8. Otentik. Ciri puisi yang baik adalah memiliki  pembaharuan, individual dan orisinil. Tidak bisa diingkari bahwa kita –kata Sutardji Calzoum Bachri- menulis di atas tulisan orang lain, atau dalam istilah strukturalis adalah intertekstualitas (keterpengaruhan yang panjang). Kita tidak bisa melepaskan diri dari sejarah sastra dan para pendahulu kita, tetapi sebagai penyair kita dituntut untuk terus mencari dan menemukan hal-hal baru. Kalau pun belum bisa dalam prosesnya, setidaknya kita mampu merubah keterpengaruhan itu menjadi bahasa kita  sendiri dan orisinil. Jangan sekali-kali menjiplak, sebab itu sebuah kejahatan intelektual dan sama dengan bunuh diri pagi-pagi.

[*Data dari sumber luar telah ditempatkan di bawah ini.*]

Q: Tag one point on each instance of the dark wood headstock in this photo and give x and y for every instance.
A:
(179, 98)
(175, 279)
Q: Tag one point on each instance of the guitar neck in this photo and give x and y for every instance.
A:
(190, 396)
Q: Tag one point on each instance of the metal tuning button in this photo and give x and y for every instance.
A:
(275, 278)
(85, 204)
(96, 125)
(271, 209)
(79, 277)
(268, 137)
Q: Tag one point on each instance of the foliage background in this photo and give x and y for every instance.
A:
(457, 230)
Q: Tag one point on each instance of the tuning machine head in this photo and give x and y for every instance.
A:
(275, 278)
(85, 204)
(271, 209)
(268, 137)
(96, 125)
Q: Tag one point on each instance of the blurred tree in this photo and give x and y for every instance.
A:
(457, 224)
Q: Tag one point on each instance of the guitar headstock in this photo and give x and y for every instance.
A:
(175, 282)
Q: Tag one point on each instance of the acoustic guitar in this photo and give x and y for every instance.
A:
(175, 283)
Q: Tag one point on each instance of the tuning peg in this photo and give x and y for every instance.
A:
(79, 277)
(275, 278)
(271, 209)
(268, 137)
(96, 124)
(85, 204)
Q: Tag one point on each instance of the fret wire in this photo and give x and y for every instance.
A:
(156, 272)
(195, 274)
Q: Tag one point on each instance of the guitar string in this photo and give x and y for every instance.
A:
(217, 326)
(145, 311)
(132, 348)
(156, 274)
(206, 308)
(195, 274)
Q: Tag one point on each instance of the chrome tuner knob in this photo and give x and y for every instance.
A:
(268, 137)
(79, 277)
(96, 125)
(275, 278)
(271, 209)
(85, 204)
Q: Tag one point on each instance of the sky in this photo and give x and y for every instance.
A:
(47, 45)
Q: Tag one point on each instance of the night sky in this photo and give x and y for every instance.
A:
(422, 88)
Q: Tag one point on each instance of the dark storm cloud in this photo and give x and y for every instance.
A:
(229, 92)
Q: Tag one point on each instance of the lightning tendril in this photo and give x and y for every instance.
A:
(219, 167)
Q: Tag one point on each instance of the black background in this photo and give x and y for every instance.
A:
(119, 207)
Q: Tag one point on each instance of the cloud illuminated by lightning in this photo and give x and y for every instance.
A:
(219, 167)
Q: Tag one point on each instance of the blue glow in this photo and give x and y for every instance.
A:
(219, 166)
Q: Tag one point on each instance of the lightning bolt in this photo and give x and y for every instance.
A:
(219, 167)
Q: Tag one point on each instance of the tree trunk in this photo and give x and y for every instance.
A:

8. Ciri puisi yang baik tersebut saya adaptasi dari Dr. Wahyudi Siswanto dalam bukunya Pengantar Teori Sastra, meski ciri ini kemudian tidak bisa dijadikan ukuran yang final. Segalanya masih terbuka untuk diperdebatkan. Apakah sajak yang baik harus memiliki 8 ciri tersebut sekaligus? Tentu tidak. Tidak ada sajak yang sempurna, namun paling tidak memiliki salah satunya. Nah, sajak-sajak dalam buku ini menurut saya telah memenuhi sebagian ciri di atas dengan baik, sehingga ‘membekas’ dan saya pun memilihnya.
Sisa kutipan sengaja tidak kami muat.